Review of Prince Caspian by C.S. Lewis
I think I have struck upon something, if I want to be transported to a magical world, I need to stand in a train station in England. While Harry Potter’s journey took a little more faith that running at a concrete column would not obliterate you and instead transport you safely to the other side the Pevensie children just simply begin their adventure while sitting on a railway seat awaiting their appropriate trains.
We meet back up with the Penvensie children a year after their return from Narnia while they prepare to head off to boarding school. The children land in a middle of a thicket of trees, while it feels familiar nothing looks familiar. As they start exploring they come to the realization that they are in the ruins of Cair Paravel and a great deal of time must have passed in Narnia. They aren’t sure why they are here or what has brought them back. Saving the life of a dwarf named Trumpkin enlightens them to the plight of Prince Caspian and Old Narnia versus King Miraz and the Telmarines.

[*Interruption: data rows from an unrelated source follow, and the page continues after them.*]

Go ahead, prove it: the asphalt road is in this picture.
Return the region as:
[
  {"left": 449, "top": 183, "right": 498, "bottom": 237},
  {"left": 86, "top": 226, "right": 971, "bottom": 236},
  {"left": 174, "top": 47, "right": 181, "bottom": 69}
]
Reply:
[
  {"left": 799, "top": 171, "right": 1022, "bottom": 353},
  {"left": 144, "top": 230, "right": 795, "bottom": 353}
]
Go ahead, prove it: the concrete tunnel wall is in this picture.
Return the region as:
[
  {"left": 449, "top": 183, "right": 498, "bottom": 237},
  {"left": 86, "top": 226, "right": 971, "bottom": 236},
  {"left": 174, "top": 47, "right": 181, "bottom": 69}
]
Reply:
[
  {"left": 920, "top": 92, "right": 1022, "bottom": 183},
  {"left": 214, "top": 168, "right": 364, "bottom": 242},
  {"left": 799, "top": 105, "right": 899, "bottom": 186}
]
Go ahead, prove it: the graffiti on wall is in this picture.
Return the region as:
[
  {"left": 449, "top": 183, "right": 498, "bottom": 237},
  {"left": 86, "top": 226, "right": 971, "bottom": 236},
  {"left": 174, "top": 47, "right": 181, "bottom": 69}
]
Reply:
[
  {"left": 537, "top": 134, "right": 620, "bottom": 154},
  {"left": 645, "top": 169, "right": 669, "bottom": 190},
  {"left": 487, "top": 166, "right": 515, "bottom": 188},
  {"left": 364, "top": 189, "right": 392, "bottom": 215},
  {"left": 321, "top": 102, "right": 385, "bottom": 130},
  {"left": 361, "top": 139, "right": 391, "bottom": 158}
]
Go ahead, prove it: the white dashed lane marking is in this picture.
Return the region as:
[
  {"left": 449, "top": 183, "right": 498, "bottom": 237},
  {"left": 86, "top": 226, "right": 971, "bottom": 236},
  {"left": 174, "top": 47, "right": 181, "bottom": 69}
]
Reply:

“Wouldn't it be dreadful if some day in our own world, at home,
men started going wild inside, like the animals here, and still
look like men, so that you'd never know which were which?”
Lucy to Susan
Once again the children are faced with the forces of good versus evil. Can they trust themselves enough to follow the right path or do they still require outside guidance? Susan has somewhat taken on Edmund’s role in this book and is constantly snippety to her siblings and doubting their worth. Edmund seems to have grown some from his experiences in the first book, as when faced with backing Lucy he remembers his betrayal and how she was right in her belief of Narnia and Aslan.
Aslan takes a more backseat in this edition and allows the children more freedom to find their path. He tries to gently nudge them by allowing Lucy to see him, when she is unable to persuade them to follow the path she wishes to take they trudge along a path into danger. Aslan then reveals himself to her again and tells her she must either convince them to follow her or take the path she knows to be right on her own. These types of subtle hints to children can demonstrate the principle of “just because your friends do XXX doesn’t mean you should too.” It is easy to get swept up in peer pressure and not feel strong enough to stand up for yourself and take a different path.
Can’t wait to start the next book in the series.